The Pro Grand Master, Lord Northampton presented the Internet Lodge Short Papers Competition awards, which he sponsored, in Manchester to Alan Bergin and Karen Kidd.
     Alan Bergin, a Dorset mason living in Tenerife, won the Northampton Award for his paper, Were King Solomon’s Pillars Hexagonal? Alan is currently a member of Tenerife Lodge No. 117, Grand Lodge of Spain but was a member of St Mark Lodge No. 8479 in Dorset when he wrote the paper.
     Karen Kidd, a member of the Honourable Order of American Co-Masonry in Seattle, landed the World Award prize for her paper I Am Regular.
     There were 70 entries from 16 countries for these inaugural awards, which are expected to become an annual event. See also Freemasonry Today, Issue No. 2, Spring 2008, page 15 or go to www.internet.lodge.org.uk for more information.

Guide to Dutch Masonic Archives

The OVN, a Dutch foundation for the advancement of academic research into the history of Freemasonry in the Netherlands, recently published a guide to masonic archives and documents preserved in public collections in the Netherlands.
     The presentation of the guide took place in the Royal or National Library of the Netherlands in The Hague earlier this year, and the presentation was accompanied by a symposium entitled, Secret knowledge: the unique archives and libraries of Masonic and esoteric organisations.
     Several distinguished scholars delivered presentations at the symposium, including the former holder of the Chair studying Freemasonry at the University of Leiden, Professor Dr. Ton van de Sande.
     He spoke about Holland’s most important masonic collection, the archives, library and museum of the Order of Freemasons of the Grand East of the Netherlands, housed in the Cultural Masonic Centre ‘Prins Frederik’ in The Hague.
     The archive contains records of the Dutch Grand Lodge dating from 1756, as well as the private records of more than fifty lodges under its jurisdiction.
     At the heart of the archive is the personal library of the nineteenth-century Dutch masonic collector, George Burckhardt Kloss, a physician and scholar, whose collection was purchased and donated to the Order by the former Dutch Grand Master, Prince Frederik, in the nineteenth century.
     The original object collection was lost during the Second World War, but reformed and expanded through the efforts of curator Beitj Croiset van Uchelen after 1945. It is now regarded as one of the most important collections for the study of freemasonry in the world.
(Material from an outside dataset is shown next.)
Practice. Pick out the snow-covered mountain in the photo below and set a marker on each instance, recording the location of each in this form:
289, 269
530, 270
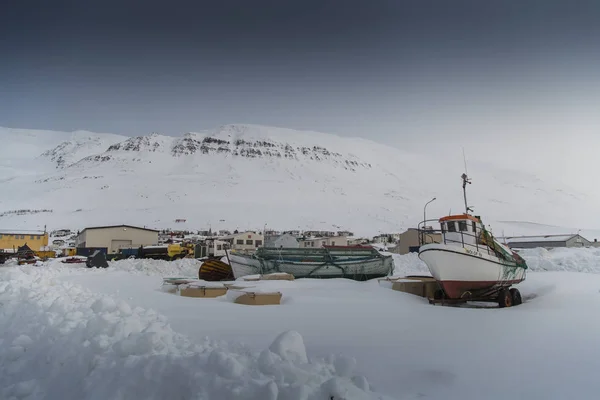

Anyone interested in obtaining copies of the guide should contact: OVN, PO Box 92004, 1090 AA Amsterdam, the Netherlands, info@stichtingovn.nl

Robert Burns Arouses Interest

Edinburgh is hosting next year’s International Conference on the History of Freemasonry (ICHF) in the 250th anniversary of the birth of Scotland’s national bard, Robert Burns, who became a mason in 1781.
     Already the conference has aroused considerable interest since it was launched in 2007, with plans well advanced for it to be held every two years at different venues.
     “It has been somewhat of a surprise to the Academic Committee as to the number of proposals already submitted, including several on the subject of Brother Robert Burns and the impact that Freemasonry had on his life and work” said Andreas Önnerfors, Director of the Centre for Research into Freemasonry at Sheffield University.
     Dr Önnerfors has been very active in promoting the new MA course offered by the University on the History of Freemasonry, which will neatly compliment the ICHF. The 2011 ICHF (27-29 May) will be held at the George Washington National Masonic Memorial (see: www.gwmemorial.org).